The blended families which became the new norm in the aftermath of the sexual revolution created tensions for the youth. We developed a kind of independence early in life. We were devoted gamers (Atari, C64/128, Dungeons & Dragons, board games), but we also spent plenty of time outdoors playing in the woods and eating self-prepared friend baloney sandwiches. Moms had to work and were usually too haggard to do a lot of the domestic duties women performed in olden times. We all showed up for the new school year with dark tans.
Quite a few families remained intact and their stability provided support for the rest living in unhappy, blended or single parent homes. I think they are called "non-traditional" families now. Even if your parents were divorced, you still knew plenty of families where life was normal.
I discovered new Ideas and interesting writers through my history class.
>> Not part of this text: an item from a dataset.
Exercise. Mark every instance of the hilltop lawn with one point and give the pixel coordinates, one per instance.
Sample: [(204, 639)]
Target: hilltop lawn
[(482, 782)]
Among them were intellectually accomplished Roman Catholics; it surprised me that such a superstitious religion would have capable exponents and professed adherents.
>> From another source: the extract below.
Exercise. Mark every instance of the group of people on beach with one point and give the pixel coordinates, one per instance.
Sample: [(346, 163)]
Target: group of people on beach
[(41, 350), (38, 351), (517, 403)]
The anti-Catholic vibe was part and parcel of American culture circa 1960, although greatly weakened. JFK, the first Catholic president, was widely admired in life and sorely missed with his passing. The Protestant region where I grew up retained a visceral dislike for the Church of Rome, which was seen as the haunt of idolators and Mary worshipers, notwithstanding Kennedy's appeal to blue collar folk. The Catholic community in my hometown was small, so Romanism remained pretty abstract and there were more immediate concerns related to the general national decline.
My Mom worked a switchboard for the telephone company in Dallas and was on duty when JFK was murdered. I asked her what that was like. She said every girl in the Bell switchboard room was sobbing even as they struggled to handle the surge in phone traffic. Most of these Texas gals were solidly Protestant like my Mom but they liked the charismatic JFK and his pretty wife. It is really hard for people not alive at the time to understand what a devastating blow was inflicted on the national psyche with his assassination.
My grandfather was bitterly opposed to any form of popery, although holding compassion for its adherents whom he felt had been deceived. While living in the southwest, a family of Mexicans asked him to perform a Christian burial for one of their dead. He was not their first choice since he was not a priest, but the one they had contacted wanted a fee to perform the burial rite and they were broke. They figured God wouldn't care if they used a Protestant minister to see their loved one off. They found him in the phonebook as I recall.
Grandfather did not charge them anything.